At first look, we know that we can do a linear search in O(n) time. But linear search does not need the elements to be sorted in any way.
First, we know that it is a sorted array that’s been rotated. Although we do not know where the rotation pivot is, there is a property we can take advantage of. Here, we make an observation that a rotated array can be classified as two sub-array that is sorted (i.e., 4 5 6 7 0 1 2 consists of two sub-arrays 4 5 6 7 and 0 1 2.
Do not jump to conclusion that we need to first find the location of the pivot and then do binary search on both sub-arrays. Although this can be done in O(lg n) time, this is not necessary and is more complicated.
In fact, we don’t need to know where the pivot is. Look at the middle element (7). Compare it with the left most (4) and right most element (2). The left most element (4) is less than (7). This gives us valuable information — All elements in the bottom half must be in strictly increasing order. Therefore, if the key we are looking for is between 4 and 7, we eliminate the upper half; if not, we eliminate the bottom half.
When left index is greater than right index, we have to stop searching as the key we are finding is not in the array.

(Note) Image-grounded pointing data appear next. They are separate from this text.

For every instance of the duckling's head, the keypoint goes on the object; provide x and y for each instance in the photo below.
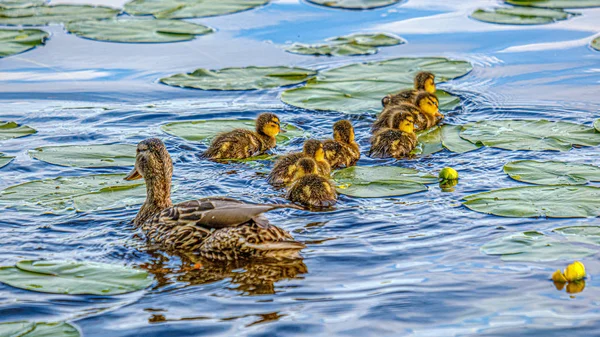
(268, 124)
(428, 103)
(314, 149)
(425, 81)
(343, 131)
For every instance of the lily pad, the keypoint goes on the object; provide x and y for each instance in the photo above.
(179, 9)
(356, 44)
(520, 15)
(535, 247)
(358, 88)
(38, 329)
(107, 155)
(533, 135)
(355, 4)
(10, 130)
(378, 182)
(82, 194)
(560, 201)
(248, 78)
(43, 15)
(205, 130)
(138, 30)
(552, 172)
(74, 278)
(17, 41)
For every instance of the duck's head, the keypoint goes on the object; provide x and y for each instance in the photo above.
(425, 81)
(268, 124)
(314, 149)
(343, 131)
(428, 103)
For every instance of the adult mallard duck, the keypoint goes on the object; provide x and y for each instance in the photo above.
(424, 81)
(213, 228)
(285, 167)
(342, 150)
(242, 143)
(396, 142)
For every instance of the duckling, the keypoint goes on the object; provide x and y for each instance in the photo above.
(342, 150)
(395, 142)
(242, 143)
(283, 171)
(309, 188)
(213, 228)
(424, 81)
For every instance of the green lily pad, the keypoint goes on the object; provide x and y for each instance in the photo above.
(107, 155)
(138, 30)
(248, 78)
(533, 135)
(43, 15)
(560, 201)
(82, 194)
(359, 88)
(355, 4)
(556, 3)
(17, 41)
(205, 130)
(10, 130)
(356, 44)
(74, 278)
(179, 9)
(552, 172)
(383, 181)
(535, 247)
(520, 15)
(38, 329)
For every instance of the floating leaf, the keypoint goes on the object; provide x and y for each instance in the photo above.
(204, 130)
(17, 41)
(354, 4)
(248, 78)
(179, 9)
(520, 15)
(561, 201)
(356, 44)
(107, 155)
(43, 15)
(384, 181)
(74, 278)
(138, 30)
(552, 172)
(38, 329)
(534, 135)
(359, 88)
(10, 130)
(84, 193)
(534, 246)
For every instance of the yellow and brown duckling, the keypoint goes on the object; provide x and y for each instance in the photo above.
(285, 167)
(242, 143)
(424, 81)
(396, 142)
(213, 228)
(342, 150)
(309, 188)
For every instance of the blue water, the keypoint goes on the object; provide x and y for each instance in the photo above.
(407, 266)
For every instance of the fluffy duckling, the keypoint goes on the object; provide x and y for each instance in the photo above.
(309, 188)
(213, 228)
(342, 150)
(285, 167)
(424, 81)
(395, 142)
(242, 143)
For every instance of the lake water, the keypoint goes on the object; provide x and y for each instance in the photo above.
(406, 266)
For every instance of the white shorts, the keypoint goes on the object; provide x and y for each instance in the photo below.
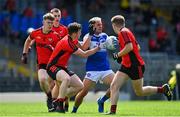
(97, 75)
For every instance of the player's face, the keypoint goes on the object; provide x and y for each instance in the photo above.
(57, 16)
(115, 28)
(48, 24)
(98, 26)
(78, 34)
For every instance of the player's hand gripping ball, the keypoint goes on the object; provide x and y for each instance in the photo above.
(111, 42)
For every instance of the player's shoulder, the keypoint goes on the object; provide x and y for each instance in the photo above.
(38, 30)
(104, 35)
(86, 36)
(125, 30)
(62, 26)
(54, 32)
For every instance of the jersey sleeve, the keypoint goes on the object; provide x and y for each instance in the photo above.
(85, 37)
(32, 35)
(72, 47)
(56, 40)
(126, 37)
(65, 31)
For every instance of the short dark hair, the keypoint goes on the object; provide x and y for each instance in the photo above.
(74, 27)
(94, 20)
(48, 16)
(118, 20)
(55, 10)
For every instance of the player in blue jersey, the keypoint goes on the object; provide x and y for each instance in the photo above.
(97, 65)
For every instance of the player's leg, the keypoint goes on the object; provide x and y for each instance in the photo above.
(136, 75)
(141, 90)
(119, 79)
(107, 79)
(76, 85)
(55, 90)
(88, 84)
(43, 78)
(63, 80)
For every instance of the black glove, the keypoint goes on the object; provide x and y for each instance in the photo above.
(91, 29)
(24, 58)
(117, 58)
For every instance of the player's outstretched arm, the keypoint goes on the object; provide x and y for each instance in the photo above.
(86, 42)
(25, 50)
(139, 47)
(128, 47)
(27, 44)
(87, 53)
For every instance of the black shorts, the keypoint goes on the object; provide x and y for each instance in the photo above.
(52, 71)
(42, 66)
(134, 72)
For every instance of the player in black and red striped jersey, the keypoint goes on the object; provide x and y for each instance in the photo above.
(45, 40)
(133, 66)
(62, 31)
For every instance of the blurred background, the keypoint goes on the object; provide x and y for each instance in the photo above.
(155, 23)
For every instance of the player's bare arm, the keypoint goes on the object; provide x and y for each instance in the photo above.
(128, 47)
(27, 44)
(86, 42)
(139, 47)
(87, 53)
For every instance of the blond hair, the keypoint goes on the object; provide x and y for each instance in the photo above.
(118, 20)
(48, 16)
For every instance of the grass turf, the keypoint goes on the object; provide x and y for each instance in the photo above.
(89, 109)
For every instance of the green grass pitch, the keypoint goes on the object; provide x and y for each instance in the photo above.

Since we reduce the search space by half each time, the complexity must be in the order of O(lg n). It is similar to binary search but is somehow modified for this problem. In fact, this is more general than binary search, as it works for both rotated and non-rotated arrays.
int rotated_binary_search(int A[], int N, int key) {
int L = 0;
int R = N - 1;
while (L <= R) {
// Avoid overflow, same as M=(L+R)/2
int M = L + ((R - L) / 2);
if (A[M] == key) return M;
// the bottom half is sorted
if (A[L] <= A[M]) {
if (A[L] <= key && key < A[M])
R = M - 1;
else
L = M + 1;
}
// the upper half is sorted
else {
if (A[M] < key && key <= A[R])
L = M + 1;
else
R = M - 1;
}
}
return -1;
}